Reliable supplies of tests and other medical materials

Another important tool in containing the coronavirus pandemic are tests which offer rapid and reliable diagnosis. Because it remains as critically important as ever to identify infections as quickly as possible to prevent them from spreading further. One of the most significant suppliers both of PCR and rapid tests is Becton Dickinson (BD). Its comprehensive portfolio also includes the associated equipment for laboratory diagnosis as well as special catheters and syringes for administering medicines to COVID 19 patients with weakened immune systems who are being treated in intensive care units. So that all these essential items, currently being consumed in large quantities, reach the test centers, laboratories and hospitals without any hold-ups, BD also operates a state-of-the-art, automated Dematic distribution center. The logistics campus in Temse in Belgium consists of several partly temperature-controlled high-bay storage facilities with automated cranes and is capable of holding more than 100,000 pallets. The adjoining dispatch area, equipped with automated conveyor belts, operates 24 hours a day, five days a week, supplying Europe, the Middle East and Africa with vital medical materials.

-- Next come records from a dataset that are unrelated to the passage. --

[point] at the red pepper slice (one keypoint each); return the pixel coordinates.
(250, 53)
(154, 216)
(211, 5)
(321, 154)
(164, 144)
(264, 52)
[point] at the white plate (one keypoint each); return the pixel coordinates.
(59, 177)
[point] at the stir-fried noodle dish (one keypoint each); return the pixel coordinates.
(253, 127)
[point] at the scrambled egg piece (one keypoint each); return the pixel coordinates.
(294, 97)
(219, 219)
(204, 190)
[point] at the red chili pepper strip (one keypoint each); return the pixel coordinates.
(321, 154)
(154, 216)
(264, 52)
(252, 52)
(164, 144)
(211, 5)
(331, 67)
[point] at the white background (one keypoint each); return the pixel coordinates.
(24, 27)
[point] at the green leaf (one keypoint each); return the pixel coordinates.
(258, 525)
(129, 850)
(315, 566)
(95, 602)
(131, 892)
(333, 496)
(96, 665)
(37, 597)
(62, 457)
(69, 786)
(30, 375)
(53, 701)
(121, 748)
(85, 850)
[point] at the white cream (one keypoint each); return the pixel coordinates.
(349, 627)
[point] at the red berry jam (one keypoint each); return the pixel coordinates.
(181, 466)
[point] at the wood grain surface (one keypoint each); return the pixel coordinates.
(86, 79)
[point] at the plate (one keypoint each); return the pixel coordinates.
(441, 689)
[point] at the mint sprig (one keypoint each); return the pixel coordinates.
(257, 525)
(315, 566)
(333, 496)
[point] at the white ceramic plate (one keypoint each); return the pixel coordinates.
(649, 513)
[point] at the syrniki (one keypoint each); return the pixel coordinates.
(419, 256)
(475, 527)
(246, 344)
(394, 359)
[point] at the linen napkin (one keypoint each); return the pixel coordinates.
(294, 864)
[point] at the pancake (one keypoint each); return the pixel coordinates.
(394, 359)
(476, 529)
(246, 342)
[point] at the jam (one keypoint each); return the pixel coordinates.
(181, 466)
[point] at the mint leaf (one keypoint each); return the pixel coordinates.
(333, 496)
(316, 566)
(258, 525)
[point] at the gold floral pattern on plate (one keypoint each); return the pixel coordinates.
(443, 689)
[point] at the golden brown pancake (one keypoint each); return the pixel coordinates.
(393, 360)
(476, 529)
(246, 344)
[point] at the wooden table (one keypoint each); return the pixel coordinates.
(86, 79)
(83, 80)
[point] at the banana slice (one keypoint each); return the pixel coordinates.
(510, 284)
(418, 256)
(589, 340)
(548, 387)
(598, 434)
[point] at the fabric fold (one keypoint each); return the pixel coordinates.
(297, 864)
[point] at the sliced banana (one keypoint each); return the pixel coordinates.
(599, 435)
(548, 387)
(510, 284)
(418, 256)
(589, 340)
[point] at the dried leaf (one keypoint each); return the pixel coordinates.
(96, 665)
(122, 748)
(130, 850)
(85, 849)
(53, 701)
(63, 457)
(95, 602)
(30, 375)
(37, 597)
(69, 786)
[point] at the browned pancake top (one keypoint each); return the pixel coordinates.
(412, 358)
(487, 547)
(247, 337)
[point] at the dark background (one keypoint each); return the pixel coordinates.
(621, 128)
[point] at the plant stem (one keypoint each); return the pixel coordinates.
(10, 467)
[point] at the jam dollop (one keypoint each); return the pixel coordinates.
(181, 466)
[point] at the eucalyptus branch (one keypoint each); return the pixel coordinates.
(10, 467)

The cargo airport’s highly-effective fleet

The importance of the role played by logistics in the global immunization campaign can also be seen at the Lufthansa Cargo facility at Chicago’s O’Hare International Airport. As manufacturers began to produce vaccines against coronavirus, the airport suddenly received an immense number of enquiries because only a very few airports possess the appropriate infrastructure for transporting vaccines. Only a short while before, Chicago O’Hare, supported by Lufthansa Cargo and DB Schenker, had made a huge investment in storage capacity for pharma logistics and had established permanently monitored cold storage areas. Furthermore, the airport is equipped with a large fleet of Linde Material Handling’s lithium-ion forklift trucks which meet the demanding hygiene requirements. The fleet can boast high availability – an extremely important feature since there can be no delays when loading the aircraft. Within a tightly-timed schedule, only 2.5 hours are available for each plane. This represents a very narrow window because the aircraft are not really designed for this type of freight and positioning the pallets within the planes poses particular challenges for the ground staff. It is here that the reliable Linde forklift trucks play an important supporting role in the truest sense of those words because, in the worst case, any delay could lead to the plane not taking off on time and, as a result, to whole pallets of vaccine being classified as unusable. But the fleet and the cargo center staff are giving their all – every day dispatching up to ten million doses of vaccine to recipients throughout the whole world.

Linde MH electric forklifts at Chicago airport.